There is never a single treatment that will be perfect for everyone unless and until a single reason for cancer is found.Barbara Jacoby
For instance, when a patient began seeing black specks in her right eye, she went to an ophthalmologist and he said she had a torn retina and needed laser surgery. However, according to the article, the patient’s oncologist was skeptical and was worried that she had an eye inflammation, called uveitis that was caused by an immunotherapy drug she had been on for advanced lung cancer. If so, the patient needed a far different treatment, and quickly, in order to avoid vision problems or blindness.
But, the eye doctor, sure of his diagnosis, performed the laser surgery and a few days later, when specks appeared in the patient’s other eye, it was clear she had uveitis, not a torn retina. When she finally got what she needed, steroid eye drops, the inflammation faded but the specks remain, two years later.
This information is not meant to scare people or to make them skeptical about taking recommended cancer treatments. Rather, it is meant to remind every single cancer patient that when you are under any type of treatment and you start experiencing any type of physical changes, you should immediately notify your oncologist. With regard to most currently existing treatments from hormone therapy to radiation to chemotherapy, etc., most, but not all, side effects that a patient might experience are known to your oncologist. Therefore, your treatment course can be changed/modified so as to alleviate if not eliminate adverse side effects while continuing efforts to control and/or eliminate the cancer.

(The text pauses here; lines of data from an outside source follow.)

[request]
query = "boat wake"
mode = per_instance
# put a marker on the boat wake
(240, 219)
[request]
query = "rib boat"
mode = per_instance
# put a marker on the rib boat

No patient should ever randomly stop a treatment and make any changes without first notifying your oncologist. If you are not satisfied with the response that you receive, you should seek a second, or third, opinion as needed until you are confident in the answers that you have received and are willing to stay on the treatment course suggested. But, should you find yourself dealing with side effects from a treatment that you do not feel are being addressed or that continue to grow, you should definitely find another doctor. No doctor has all of the answers and no patient should have to deal with debilitating side effects from a treatment without a complete understanding about that with which you are dealing and without searching for all of the information available on your particular situation so that you can make a decision on how you personally wish to proceed with your treatment.
Every single person’s physical composition is as individual as his or her fingerprints. Every person’s DNA and the DNA of their cancer are equally unique. Therefore, there is never a single treatment that will be perfect for everyone unless and until a single reason for cancer is found. In my own situation, a hormone therapy treatment for my breast cancer that caused excruciating joint pain is absolutely perfect for my sister even though we both have been diagnosed with the exact same breast cancer type. Therefore, if you experience any side effects from your cancer treatment, you should become your own best advocate and seek immediate answers from your medical treatment. It can make a huge difference not only in your specific cancer treatment but also in the quality of life that you experience while undergoing that treatment.